What bringback said: you're mad at the wrong person here. Your 'boyfriend' aka the father of your unborn child is the one in the wrong here, sponging off you and your Dad's free DIY when he earns enough to pay his fair share. Or would you lose benefits if he contributed? Yes, god forbid men who father children would pay for them instead of sponging off the state!

Your Dad was maybe childish in his response by sulking about things but you sound plenty childish yourself ('for those of you saying I'm .... FUCK OFF' to quote your earlier statement) so that's clearly the family dynamic.

There's a pair of you in it - trio, actually given your bf's apparent immaturity and selfishness - and you all sound as bad as each other.

ILoveCoreyHaim · 18/05/2014 15:28

Your dad said he wouldn't come if boyfriend was there. He told you this in advance. He must have a reason for this possibly from what's been going on or you have told them. Boyfriend was there at 8 am so he said he wouldn't be coming. Boyfriend should have left at 8 am if you wanted him to come as planned as this is what was arranged and planned, to come at 8 am without your partner present. Due to boyfriend being there he said he wasn't coming. I'm struggling to see how your dad is at fault.

ILoveCoreyHaim · 18/05/2014 15:32

This isn't about me expecting them to do stuff for me? I do everything myself! I needed soon help with electrics, moving appliances out of kitchen and when it comes to flooring I would off been on my hands and knees along with my 5 month bump helping my dad!

But you are, your expecting him to still come at 8 am and help you when dp is there and he stated he wouldn't visit with him present and he said so weeks ago. Why couldn't DP leave at 88 am and fill a couple of hrs in having breakfast or whatever.
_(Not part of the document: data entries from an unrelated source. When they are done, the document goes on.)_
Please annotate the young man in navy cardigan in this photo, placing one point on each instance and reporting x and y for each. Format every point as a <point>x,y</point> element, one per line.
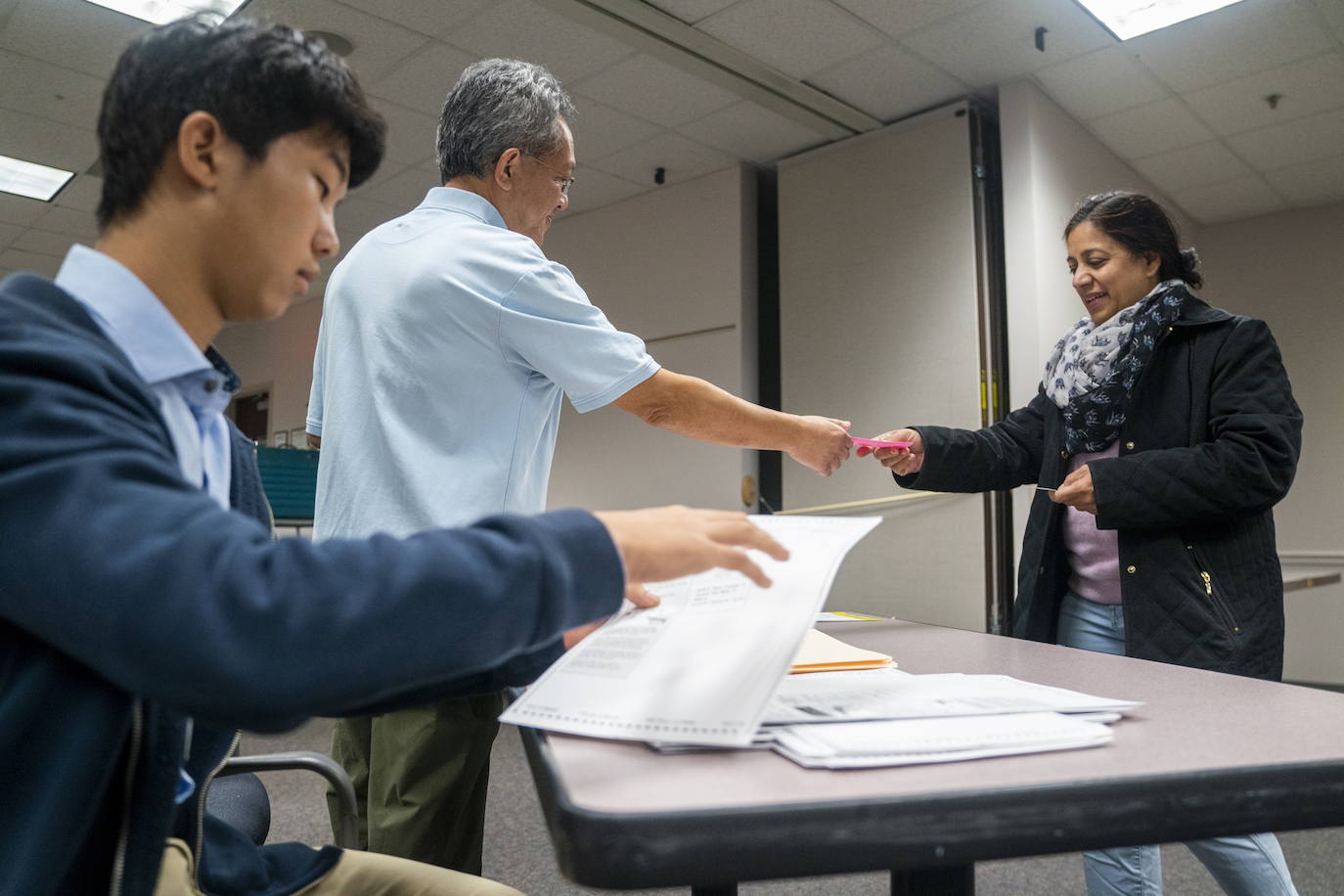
<point>146,612</point>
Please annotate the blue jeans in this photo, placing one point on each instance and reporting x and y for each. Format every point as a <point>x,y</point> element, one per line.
<point>1247,866</point>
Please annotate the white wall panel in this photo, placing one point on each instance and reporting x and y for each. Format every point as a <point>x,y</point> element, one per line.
<point>879,326</point>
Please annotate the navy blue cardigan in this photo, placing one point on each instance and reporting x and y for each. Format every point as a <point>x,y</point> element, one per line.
<point>130,601</point>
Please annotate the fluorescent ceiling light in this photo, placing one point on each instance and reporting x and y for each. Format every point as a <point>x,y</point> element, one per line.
<point>31,180</point>
<point>164,11</point>
<point>1131,18</point>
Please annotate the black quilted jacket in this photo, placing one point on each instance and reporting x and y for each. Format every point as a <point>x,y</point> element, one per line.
<point>1208,446</point>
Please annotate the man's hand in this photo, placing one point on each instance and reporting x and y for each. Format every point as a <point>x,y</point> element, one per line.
<point>823,443</point>
<point>667,543</point>
<point>636,594</point>
<point>1077,490</point>
<point>899,461</point>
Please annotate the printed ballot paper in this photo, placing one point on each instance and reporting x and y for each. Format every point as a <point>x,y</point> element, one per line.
<point>699,668</point>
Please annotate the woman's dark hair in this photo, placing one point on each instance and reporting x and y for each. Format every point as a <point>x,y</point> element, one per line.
<point>1142,226</point>
<point>259,81</point>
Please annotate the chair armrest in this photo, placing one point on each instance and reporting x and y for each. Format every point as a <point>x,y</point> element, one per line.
<point>347,817</point>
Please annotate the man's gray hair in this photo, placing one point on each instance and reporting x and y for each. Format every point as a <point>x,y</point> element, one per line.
<point>499,104</point>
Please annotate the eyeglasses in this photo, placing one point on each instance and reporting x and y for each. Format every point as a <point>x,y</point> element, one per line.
<point>564,182</point>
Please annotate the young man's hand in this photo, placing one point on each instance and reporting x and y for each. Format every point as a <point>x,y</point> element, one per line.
<point>899,461</point>
<point>823,443</point>
<point>667,543</point>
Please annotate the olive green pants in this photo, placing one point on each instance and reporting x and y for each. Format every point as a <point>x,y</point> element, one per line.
<point>421,778</point>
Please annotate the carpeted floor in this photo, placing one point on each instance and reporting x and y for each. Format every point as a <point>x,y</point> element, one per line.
<point>517,849</point>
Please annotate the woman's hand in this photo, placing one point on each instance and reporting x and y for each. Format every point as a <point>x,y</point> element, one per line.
<point>899,461</point>
<point>1077,492</point>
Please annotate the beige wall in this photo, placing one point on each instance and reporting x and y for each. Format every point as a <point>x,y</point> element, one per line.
<point>279,353</point>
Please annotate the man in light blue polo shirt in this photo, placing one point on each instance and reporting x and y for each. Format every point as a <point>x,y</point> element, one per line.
<point>448,340</point>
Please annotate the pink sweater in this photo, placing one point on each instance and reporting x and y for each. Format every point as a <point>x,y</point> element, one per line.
<point>1093,554</point>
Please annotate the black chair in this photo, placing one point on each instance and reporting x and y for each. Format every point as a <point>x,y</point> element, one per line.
<point>238,797</point>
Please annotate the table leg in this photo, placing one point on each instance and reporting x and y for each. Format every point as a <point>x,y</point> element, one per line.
<point>934,881</point>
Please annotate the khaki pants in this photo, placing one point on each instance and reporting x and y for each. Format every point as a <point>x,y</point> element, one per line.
<point>355,874</point>
<point>421,778</point>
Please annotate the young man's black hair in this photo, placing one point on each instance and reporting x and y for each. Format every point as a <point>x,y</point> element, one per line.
<point>259,82</point>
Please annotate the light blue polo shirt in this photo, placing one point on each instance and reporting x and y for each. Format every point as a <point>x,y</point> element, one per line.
<point>445,345</point>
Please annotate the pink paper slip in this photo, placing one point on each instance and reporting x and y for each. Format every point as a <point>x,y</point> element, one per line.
<point>877,442</point>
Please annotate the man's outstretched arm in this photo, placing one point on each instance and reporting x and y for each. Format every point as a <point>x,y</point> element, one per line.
<point>695,409</point>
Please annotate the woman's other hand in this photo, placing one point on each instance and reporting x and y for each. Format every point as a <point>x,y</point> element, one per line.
<point>1077,492</point>
<point>899,461</point>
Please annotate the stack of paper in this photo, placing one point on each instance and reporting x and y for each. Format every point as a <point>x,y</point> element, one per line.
<point>823,653</point>
<point>862,744</point>
<point>699,668</point>
<point>890,694</point>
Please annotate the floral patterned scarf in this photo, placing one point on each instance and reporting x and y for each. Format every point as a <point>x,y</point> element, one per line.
<point>1095,367</point>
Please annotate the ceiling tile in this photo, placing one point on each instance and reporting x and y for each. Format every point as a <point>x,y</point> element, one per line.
<point>691,11</point>
<point>82,193</point>
<point>1333,13</point>
<point>405,191</point>
<point>1304,87</point>
<point>1098,83</point>
<point>380,45</point>
<point>50,92</point>
<point>1232,42</point>
<point>46,143</point>
<point>43,242</point>
<point>427,17</point>
<point>594,190</point>
<point>682,158</point>
<point>19,259</point>
<point>753,133</point>
<point>601,130</point>
<point>996,42</point>
<point>70,32</point>
<point>1314,183</point>
<point>68,220</point>
<point>656,92</point>
<point>21,209</point>
<point>901,17</point>
<point>1192,166</point>
<point>410,135</point>
<point>1138,133</point>
<point>794,36</point>
<point>523,29</point>
<point>1297,141</point>
<point>424,79</point>
<point>1230,201</point>
<point>888,83</point>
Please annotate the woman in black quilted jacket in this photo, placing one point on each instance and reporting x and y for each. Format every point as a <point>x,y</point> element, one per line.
<point>1167,431</point>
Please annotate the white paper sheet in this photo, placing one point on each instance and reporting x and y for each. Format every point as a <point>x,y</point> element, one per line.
<point>890,694</point>
<point>867,744</point>
<point>699,668</point>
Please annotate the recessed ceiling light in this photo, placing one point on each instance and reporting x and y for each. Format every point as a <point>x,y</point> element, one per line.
<point>164,11</point>
<point>1131,18</point>
<point>29,179</point>
<point>340,45</point>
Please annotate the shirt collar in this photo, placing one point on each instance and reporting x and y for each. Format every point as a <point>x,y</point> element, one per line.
<point>130,315</point>
<point>464,201</point>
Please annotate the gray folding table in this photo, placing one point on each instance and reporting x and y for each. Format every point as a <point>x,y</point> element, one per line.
<point>1207,755</point>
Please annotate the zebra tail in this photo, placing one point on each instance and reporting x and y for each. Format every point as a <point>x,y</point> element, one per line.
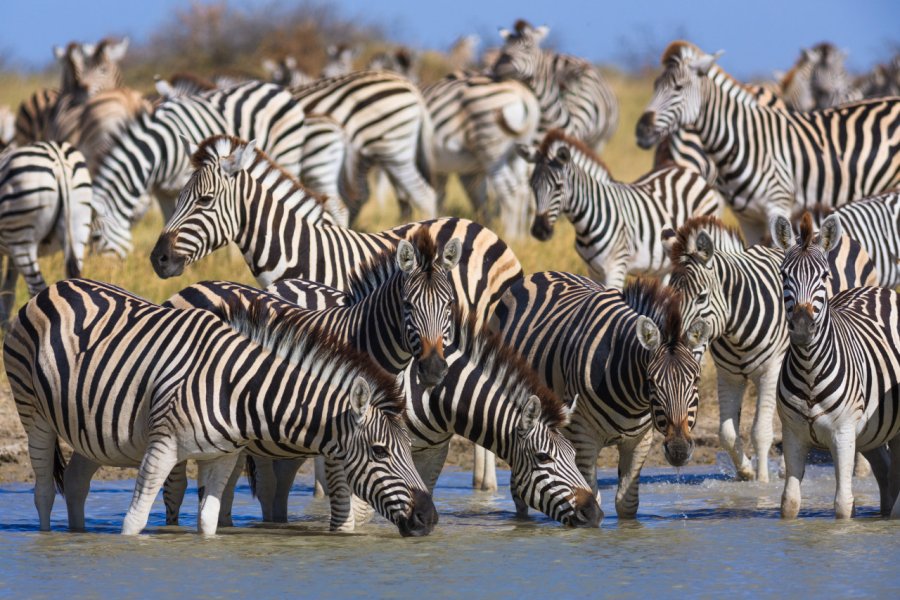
<point>251,475</point>
<point>425,149</point>
<point>59,469</point>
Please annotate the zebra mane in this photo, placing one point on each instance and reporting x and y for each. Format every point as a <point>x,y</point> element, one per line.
<point>485,348</point>
<point>310,348</point>
<point>659,302</point>
<point>363,280</point>
<point>558,135</point>
<point>726,238</point>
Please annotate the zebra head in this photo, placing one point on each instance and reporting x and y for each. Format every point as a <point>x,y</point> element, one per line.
<point>378,460</point>
<point>695,275</point>
<point>521,53</point>
<point>206,215</point>
<point>428,301</point>
<point>672,369</point>
<point>805,273</point>
<point>542,462</point>
<point>677,93</point>
<point>549,182</point>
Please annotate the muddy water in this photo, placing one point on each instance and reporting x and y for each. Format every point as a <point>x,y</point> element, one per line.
<point>697,533</point>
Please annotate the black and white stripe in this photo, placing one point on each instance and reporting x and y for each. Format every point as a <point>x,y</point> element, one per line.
<point>839,387</point>
<point>151,375</point>
<point>617,225</point>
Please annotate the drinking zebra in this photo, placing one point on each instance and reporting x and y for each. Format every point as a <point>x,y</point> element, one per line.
<point>617,225</point>
<point>737,290</point>
<point>266,215</point>
<point>179,384</point>
<point>45,205</point>
<point>623,354</point>
<point>773,162</point>
<point>839,387</point>
<point>572,93</point>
Had he done so your dad would be there helping and you could have both sorted out the house together

Viviennemary · 18/05/2014 16:34

As often is the case it's the person doing the most to help that is getting the criticism. In this case the OP's Dad. Your DP is a selfish waste of space. And the sooner you realise this the better. Then you might be able to move forward and sort out your life. Don't get annoyed with the wrong people.

expatinscotland · 18/05/2014 18:08

He had plenty of money to pay someone to decorate the home where his child will be living if he wanted to go play golf.